Um euch herum wird diskutiert, wer hinten und wer vorne stehen soll. Völlig unnötig, findest du, aber sollen sie machen, wenn es ihnen wichtig ist. Du geniesst es, Anabell im Arm zu haben und machst dich bereit, im richtigen Moment zu lächeln.
„Nee, ich steh hier gut,“ hörst du plötzlich eine tiefe Stimme, die dir die Haare auf den Armen zu Berge stehen lässt.
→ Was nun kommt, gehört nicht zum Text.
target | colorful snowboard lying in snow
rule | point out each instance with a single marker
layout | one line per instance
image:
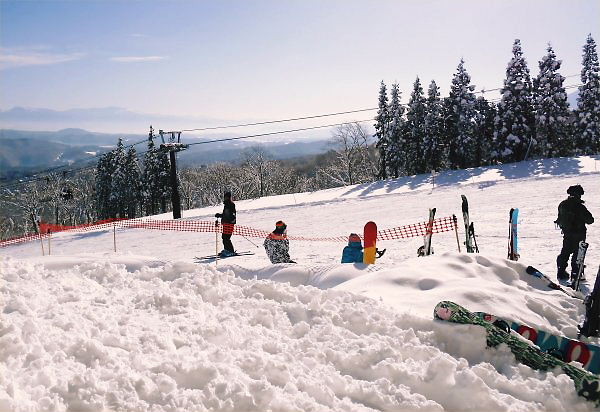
(586, 383)
(566, 349)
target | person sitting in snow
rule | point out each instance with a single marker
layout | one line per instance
(277, 244)
(353, 252)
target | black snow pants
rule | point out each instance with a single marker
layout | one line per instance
(570, 247)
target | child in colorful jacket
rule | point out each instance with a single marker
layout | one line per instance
(277, 244)
(353, 253)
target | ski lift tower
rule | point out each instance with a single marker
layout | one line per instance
(172, 143)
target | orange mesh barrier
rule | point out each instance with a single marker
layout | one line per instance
(444, 224)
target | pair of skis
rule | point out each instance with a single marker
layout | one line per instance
(426, 249)
(513, 234)
(581, 251)
(470, 239)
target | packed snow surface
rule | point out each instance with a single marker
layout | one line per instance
(147, 329)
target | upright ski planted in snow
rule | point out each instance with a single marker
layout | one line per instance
(370, 242)
(591, 324)
(513, 237)
(427, 250)
(580, 264)
(468, 238)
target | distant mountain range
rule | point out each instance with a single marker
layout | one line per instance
(25, 152)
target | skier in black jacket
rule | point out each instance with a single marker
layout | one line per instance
(228, 221)
(572, 218)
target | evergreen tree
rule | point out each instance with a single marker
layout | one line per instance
(118, 192)
(382, 120)
(588, 103)
(103, 183)
(433, 139)
(552, 110)
(485, 112)
(514, 122)
(461, 131)
(396, 145)
(415, 131)
(133, 197)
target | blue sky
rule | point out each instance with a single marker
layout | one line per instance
(239, 60)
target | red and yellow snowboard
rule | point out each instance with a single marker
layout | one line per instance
(370, 239)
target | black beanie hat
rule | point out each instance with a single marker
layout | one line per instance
(576, 190)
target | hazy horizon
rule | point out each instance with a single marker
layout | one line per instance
(189, 64)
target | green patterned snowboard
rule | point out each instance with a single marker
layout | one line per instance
(586, 383)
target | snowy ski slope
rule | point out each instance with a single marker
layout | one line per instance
(146, 329)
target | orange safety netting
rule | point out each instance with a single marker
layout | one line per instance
(444, 224)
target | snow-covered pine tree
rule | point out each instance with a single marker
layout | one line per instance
(552, 132)
(133, 182)
(103, 181)
(382, 121)
(513, 126)
(434, 151)
(588, 102)
(396, 145)
(118, 192)
(415, 131)
(485, 112)
(461, 127)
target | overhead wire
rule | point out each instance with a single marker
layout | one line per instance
(66, 166)
(38, 178)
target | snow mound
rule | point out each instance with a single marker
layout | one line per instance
(103, 336)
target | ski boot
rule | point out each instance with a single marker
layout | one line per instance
(562, 274)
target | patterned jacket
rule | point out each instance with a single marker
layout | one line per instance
(352, 253)
(278, 248)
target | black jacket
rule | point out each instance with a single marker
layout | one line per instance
(228, 215)
(573, 215)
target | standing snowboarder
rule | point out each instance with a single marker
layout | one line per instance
(277, 244)
(572, 218)
(228, 221)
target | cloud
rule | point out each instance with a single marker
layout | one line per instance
(10, 58)
(137, 59)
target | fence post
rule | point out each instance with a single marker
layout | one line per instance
(216, 242)
(42, 243)
(456, 231)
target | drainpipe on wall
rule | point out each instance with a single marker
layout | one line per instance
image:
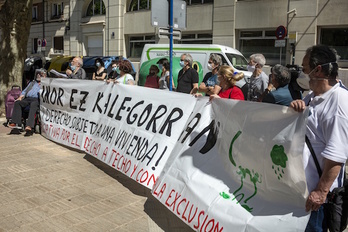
(43, 23)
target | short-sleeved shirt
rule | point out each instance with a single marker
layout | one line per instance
(125, 79)
(101, 73)
(186, 80)
(327, 131)
(280, 96)
(232, 93)
(112, 75)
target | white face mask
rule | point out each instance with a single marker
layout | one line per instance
(303, 80)
(251, 68)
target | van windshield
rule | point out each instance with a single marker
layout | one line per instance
(239, 62)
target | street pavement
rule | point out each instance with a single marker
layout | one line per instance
(45, 186)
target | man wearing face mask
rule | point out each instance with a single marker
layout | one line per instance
(29, 97)
(187, 77)
(210, 84)
(76, 72)
(279, 79)
(259, 80)
(115, 71)
(327, 131)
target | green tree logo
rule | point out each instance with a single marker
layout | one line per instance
(279, 159)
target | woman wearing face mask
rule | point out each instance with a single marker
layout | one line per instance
(164, 79)
(259, 80)
(125, 77)
(210, 83)
(152, 78)
(76, 71)
(228, 78)
(101, 72)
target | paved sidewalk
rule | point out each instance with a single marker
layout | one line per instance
(47, 187)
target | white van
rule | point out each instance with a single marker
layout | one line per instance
(200, 53)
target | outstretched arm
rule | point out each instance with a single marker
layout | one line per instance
(318, 196)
„Jetzt geh nach hinten,“ faucht deine Büronachbarin, „wir wollen los!“ Sie gibt immer den Ton an und du hättest darüber gegrinst, wenn dir nicht so mulmig gewesen wäre. Die tiefe Stimme gehört René aus deiner Abteilung, dem du aus dem Weg gehst, wann immer du kannst. Früher war das anders gewesen, da hattest du ihn ziemlich interessant gefunden und auch mit ihm geflirtet. Er ist gross und kräftig gebaut und er hat eine ruhige, irgendwie warme Art. Aber dann hatte jemand fallen gelassen, dass er nebenher als Rettungssani arbeitet. Und das geht gar nicht, alles was irgendwie mit Krankenhäusern zu tun hat, löst bei dir sofort einen Fluchtimpuls aus. Seither meidest du ihn, wann immer möglich. Aber jetzt gerade kannst du nicht flüchten. René drückt sich an dir vorbei und stellt sich hinter dich, wie ihm angewiesen wurde. „Sorry,“ murmelt er in deine Richtung. Dein Lächeln ist dir auf den Lippen gefroren und du schaffst es nur knapp, zu nicken. Shit, weiss er etwa, dass du mit ihm nicht klar kommst?! Eigentlich dachtest du, du verhältst dich ihm gegenüber einfach neutral, völlig unauffällig. Deine Gedanken rasen. Du weisst, dass er jetzt direkt hinter dir steht, du kannst ihn beinahe im Nacken spüren, und du kannst dich nicht umdrehen, du bist wie erstarrt und gefangen.